Leaders are responsible for authoring and executing the post-acquisition talent management plan. They must find ways to create efficiencies, eliminate redundancies and estimate the number of employees and the necessary skills to execute the revised business plan. A sound human capital plan outlines the best strategies for closing talent gaps, retaining top performers and optimizing staff synergies while designing a structure that creates new career paths for employees and merges two disparate teams into one.
How can leaders foster cultural alignment?
Assess the cultures of both organizations during the due diligence process, then design a single culture that retains the best elements and supports the new business strategy. Allow managers to attend change management workshops where they learn how to model the appropriate behaviors and paint a picture of the desired culture for employees as well as intervention techniques that will keep the cultural transformation on track.
What’s the best way to handle change management and communications?
Managing change is both a rational and emotional process and employees turn to leaders for guidance, motivation and focus. After the quiet period ends, people will be starved for information and it is management’s job to build trust and goodwill by providing just the right amount of information at the right time. Since change management and communications are intertwined, provide managers with training and a toolkit so they can monitor major milestones and disseminate reliable, consistent information as events unfold. The kit should contain talking points, data and side-by-side comparisons of current and proposed benefit and compensation plans and policies so managers can confidently explain the changes to employees. Understand each company’s ‘sacred cows’ — for one it may be paid time off and for the other profit sharing. Plan carefully to make the transition of benefits go smoothly.
How can HR support successful integration?
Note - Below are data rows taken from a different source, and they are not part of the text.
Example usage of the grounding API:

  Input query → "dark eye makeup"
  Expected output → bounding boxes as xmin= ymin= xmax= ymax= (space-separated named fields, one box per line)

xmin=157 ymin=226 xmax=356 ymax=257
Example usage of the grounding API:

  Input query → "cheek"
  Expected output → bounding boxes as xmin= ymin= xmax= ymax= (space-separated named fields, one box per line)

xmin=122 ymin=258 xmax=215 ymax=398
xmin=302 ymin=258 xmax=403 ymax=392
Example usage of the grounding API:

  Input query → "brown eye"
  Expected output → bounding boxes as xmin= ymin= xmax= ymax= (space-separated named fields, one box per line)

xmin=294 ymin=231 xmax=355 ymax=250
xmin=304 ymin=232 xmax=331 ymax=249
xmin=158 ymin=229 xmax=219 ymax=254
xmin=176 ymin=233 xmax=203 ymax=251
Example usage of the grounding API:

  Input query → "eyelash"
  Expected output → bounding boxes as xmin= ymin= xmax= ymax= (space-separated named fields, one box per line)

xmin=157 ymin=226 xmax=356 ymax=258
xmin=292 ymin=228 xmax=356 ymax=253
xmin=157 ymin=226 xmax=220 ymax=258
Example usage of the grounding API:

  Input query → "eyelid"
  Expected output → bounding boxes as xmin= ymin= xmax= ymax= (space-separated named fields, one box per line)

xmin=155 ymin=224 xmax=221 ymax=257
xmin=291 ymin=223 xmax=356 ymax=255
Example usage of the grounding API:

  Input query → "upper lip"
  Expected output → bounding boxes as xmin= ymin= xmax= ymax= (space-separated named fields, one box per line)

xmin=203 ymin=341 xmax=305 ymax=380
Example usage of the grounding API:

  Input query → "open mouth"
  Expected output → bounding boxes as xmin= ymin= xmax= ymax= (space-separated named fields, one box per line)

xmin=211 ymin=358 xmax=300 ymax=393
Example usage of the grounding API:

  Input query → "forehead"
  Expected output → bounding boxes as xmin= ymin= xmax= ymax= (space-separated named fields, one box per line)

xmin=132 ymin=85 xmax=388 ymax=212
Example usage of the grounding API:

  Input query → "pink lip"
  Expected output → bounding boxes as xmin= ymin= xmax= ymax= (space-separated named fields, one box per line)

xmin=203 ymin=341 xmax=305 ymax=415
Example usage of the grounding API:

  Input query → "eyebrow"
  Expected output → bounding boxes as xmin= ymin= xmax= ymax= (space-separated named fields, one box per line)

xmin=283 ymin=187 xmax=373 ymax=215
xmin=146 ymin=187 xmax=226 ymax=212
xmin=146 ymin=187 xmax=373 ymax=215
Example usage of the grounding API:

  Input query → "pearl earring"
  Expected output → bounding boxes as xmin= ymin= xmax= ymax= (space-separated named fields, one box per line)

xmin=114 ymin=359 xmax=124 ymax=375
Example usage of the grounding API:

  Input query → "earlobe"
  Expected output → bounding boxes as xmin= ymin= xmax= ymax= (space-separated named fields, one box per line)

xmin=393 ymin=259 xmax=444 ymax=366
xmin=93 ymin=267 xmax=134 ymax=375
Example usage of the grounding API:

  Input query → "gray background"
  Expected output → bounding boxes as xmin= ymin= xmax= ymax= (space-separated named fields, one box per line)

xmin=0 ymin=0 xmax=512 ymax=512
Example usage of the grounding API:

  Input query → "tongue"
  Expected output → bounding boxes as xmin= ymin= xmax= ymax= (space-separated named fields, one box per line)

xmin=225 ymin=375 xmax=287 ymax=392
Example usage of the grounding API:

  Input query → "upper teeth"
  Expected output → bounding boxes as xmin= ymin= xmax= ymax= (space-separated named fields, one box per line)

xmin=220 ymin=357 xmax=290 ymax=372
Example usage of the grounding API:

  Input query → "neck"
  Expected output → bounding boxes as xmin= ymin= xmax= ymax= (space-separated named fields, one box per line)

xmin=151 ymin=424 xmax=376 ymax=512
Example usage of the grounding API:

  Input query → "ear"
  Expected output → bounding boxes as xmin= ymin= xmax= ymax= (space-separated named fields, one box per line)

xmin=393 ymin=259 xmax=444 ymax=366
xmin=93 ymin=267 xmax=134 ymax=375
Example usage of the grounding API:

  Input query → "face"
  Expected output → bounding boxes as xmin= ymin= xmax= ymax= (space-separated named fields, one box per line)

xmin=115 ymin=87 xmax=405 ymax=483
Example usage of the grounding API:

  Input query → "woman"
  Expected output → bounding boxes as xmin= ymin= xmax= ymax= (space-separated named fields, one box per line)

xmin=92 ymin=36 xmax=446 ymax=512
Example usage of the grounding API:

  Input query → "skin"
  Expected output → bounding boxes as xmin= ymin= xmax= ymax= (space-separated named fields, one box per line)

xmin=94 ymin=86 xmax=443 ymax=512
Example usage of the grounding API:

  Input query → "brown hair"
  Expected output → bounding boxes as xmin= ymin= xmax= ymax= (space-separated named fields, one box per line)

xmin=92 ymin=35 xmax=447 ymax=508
HR can play an active role by involving employees in discussions around the alignment of compensation and benefit plans and by maintaining consistent delivery of critical services like payroll and benefits during the transition period. Assess each company’s HR technology as part of the due diligence process, select the right system for the job and assure a seamless transition by authoring a realistic timeline for the conversion. Allowing workers to provide input into the design of these plans gives them a sense of control over their financial destiny; their feedback is invaluable because the new plans will directly impact attraction and retention of talent. An inclusive process also serves as an outward sign of management’s commitment to cultural change, and it keeps employees engaged by offering them a say in and preview of the emerging organization.